In either case, an artist must have three things before he can start working:
- appropriate tools and utensils
- a photocopy of his picture of choice
- a working space
Tools needed for street painting include:
- Colored Chalk
- Carpenter’s Chalk Line
- Masking Tape
- Chalkboard Eraser
- Thin Marker
- Whisk Broom
- Tape Measure
To prepare the photocopy, you must first choose what picture you wish to paint. Next, you must use a ruler and a thin marker to draw a grid over the picture (a recommended size is half-inch boxes). The next step is to label the grid, lettering horizontal lines and numbering vertical lines.

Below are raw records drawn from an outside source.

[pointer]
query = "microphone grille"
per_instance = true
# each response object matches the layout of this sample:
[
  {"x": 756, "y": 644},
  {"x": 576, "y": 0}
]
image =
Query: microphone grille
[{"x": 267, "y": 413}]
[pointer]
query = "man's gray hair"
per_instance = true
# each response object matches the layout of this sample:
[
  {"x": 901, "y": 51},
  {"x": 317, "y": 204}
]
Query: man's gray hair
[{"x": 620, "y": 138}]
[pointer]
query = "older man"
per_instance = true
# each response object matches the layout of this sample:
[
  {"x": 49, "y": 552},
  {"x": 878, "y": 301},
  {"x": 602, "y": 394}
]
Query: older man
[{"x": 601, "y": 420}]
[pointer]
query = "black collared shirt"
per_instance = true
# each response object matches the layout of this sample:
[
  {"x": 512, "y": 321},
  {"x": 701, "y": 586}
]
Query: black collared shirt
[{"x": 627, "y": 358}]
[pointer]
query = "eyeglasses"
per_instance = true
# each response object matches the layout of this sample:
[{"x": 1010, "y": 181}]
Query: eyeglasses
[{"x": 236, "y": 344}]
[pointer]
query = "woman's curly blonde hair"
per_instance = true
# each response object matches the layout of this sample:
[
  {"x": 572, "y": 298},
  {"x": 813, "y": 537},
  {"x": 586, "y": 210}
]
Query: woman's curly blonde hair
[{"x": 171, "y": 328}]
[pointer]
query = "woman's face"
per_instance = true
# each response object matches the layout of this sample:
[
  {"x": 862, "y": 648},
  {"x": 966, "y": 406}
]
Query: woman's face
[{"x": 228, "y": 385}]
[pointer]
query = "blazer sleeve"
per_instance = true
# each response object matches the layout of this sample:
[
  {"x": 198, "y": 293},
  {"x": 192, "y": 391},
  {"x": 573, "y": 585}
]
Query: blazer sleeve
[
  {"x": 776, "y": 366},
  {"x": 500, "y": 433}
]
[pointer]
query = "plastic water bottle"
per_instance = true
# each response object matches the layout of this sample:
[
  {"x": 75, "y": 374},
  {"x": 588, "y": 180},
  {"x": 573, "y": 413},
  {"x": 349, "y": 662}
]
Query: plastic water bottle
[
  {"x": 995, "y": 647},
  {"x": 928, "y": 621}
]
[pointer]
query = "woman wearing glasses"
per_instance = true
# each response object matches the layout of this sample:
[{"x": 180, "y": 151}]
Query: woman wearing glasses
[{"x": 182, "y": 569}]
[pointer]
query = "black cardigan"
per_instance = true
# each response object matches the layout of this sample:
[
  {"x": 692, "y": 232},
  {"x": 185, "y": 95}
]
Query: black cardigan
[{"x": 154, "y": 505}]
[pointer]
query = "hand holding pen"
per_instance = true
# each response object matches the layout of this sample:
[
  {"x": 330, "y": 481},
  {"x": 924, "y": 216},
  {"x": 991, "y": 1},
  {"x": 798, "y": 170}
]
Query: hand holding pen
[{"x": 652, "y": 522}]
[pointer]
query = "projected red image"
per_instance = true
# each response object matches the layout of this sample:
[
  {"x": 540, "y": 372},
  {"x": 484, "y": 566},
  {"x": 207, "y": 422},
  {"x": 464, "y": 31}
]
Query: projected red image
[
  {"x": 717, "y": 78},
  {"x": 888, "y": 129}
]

Next, clear and prepare your working space. The space, usually a large expanse of pavement, should be swept clear of leaves and gravel using a whisk broom. Next, use a ruler to measure out the four sides and corners of your working area. Use a carpenter’s chalk line to mark straight lines. In order to make clean borders, line the chalk markings with masking tape. Mark the masking tape using a tape measure and thin marker (recommended size is six inch spaces), in order to create a grid outline. Using the chalk line, follow the marks on the masking tape and create horizontal lines followed by vertical lines to make a grid. Letter the horizontal lines and number the vertical lines corresponding to your photocopy. Then, snap the chalk line for a finished grid on the pavement.
Now that your preparation is complete, the actual process of street painting can begin. Draw a rough outline of your work. Make sure that your drawing on the pavement grid is proportional to your photocopy. Next, begin sketching the foundation of your street painting, blending with your fingers for smaller areas and your chalk eraser for larger areas. Details can be filled in with colored chalk. Blend and tweak your work until your desired effect is met. When your drawing is complete, remove the masking tape to reveal crisp borders. Accredit your recreation to its initial creator, or sign your original street painting. After all your work, be sure to get your due appreciation!